Fratelli d'Italia (Italie)
Le fascisme n’est plus un fantôme en Italie. Il gouverne.
Pendant que Giorgia Meloni parade sur la scène internationale en dirigeante fréquentable, la jeunesse de son parti rejoue le passé : bras tendus, saluts nazis, hymnes à la gloire de Mussolini, nostalgie affichée sans complexe.
« Dieu, famille, patrie. » Le vieux catéchisme est de retour, le « travail » ayant été discrètement sacrifié. Son Dieu ouvre désormais les portes des centres IVG aux militants anti-avortement et veille sur l’ordre moral. Le même Dieu lui vaut un privilège singulier : être la seule dirigeante en exercice de l’Union européenne invitée à l’investiture de Donald Trump. La symétrie est éloquente. Même méfiance à l’égard des manifestants. Même conception soupçonneuse de la contestation. Meloni a désormais instauré une détention préventive pouvant aller jusqu’à douze heures pour tout manifestant jugé suspect avant même d’avoir agi.
Elle se proclame architecte d’une grande « union des droites ». En réalité, elle s’inscrit au cœur de la résurgence des extrêmes droites européennes.

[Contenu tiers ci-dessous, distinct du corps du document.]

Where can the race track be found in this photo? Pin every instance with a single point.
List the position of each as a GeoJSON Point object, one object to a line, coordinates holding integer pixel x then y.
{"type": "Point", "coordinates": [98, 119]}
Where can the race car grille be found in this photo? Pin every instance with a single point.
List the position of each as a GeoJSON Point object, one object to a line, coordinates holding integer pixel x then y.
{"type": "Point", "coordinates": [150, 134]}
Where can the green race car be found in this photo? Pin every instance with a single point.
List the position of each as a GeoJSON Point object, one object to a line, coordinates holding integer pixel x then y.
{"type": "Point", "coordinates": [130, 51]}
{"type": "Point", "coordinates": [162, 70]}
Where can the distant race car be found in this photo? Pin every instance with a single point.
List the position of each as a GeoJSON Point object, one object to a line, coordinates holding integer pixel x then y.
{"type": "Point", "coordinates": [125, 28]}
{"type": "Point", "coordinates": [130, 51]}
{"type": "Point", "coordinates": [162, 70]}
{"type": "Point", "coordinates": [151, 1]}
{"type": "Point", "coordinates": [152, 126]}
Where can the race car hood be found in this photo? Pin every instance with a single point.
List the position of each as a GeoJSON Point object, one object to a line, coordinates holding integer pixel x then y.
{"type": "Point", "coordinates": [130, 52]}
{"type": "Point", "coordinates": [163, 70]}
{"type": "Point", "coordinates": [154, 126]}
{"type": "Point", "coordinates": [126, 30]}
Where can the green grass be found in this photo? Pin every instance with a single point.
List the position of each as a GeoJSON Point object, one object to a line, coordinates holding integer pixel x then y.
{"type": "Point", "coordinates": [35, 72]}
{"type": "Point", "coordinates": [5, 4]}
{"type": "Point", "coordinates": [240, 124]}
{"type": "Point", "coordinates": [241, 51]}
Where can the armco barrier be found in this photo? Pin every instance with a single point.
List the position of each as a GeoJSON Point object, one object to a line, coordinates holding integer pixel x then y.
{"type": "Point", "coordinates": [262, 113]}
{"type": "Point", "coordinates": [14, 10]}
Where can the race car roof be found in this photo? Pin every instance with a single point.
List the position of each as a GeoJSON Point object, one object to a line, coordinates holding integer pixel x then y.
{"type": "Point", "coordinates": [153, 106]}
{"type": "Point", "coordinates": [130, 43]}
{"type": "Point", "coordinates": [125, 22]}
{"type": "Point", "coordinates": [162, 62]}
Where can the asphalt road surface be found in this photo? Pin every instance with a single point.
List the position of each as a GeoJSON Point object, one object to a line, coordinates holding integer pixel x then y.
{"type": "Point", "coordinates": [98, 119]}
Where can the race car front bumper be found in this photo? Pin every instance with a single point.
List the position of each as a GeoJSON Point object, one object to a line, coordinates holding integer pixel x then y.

Son parti, Fratelli d’Italia, siège au Parlement européen aux côtés de Marion Maréchal Le Pen, héritière de la dynastie Le Pen, une élue qui revendique son lignage et en célèbre l’héritage politique.
Le fascisme ne revient pas sous la forme d’une chemise noire et d’un coup d’État. L’histoire ne se répète jamais à l’identique.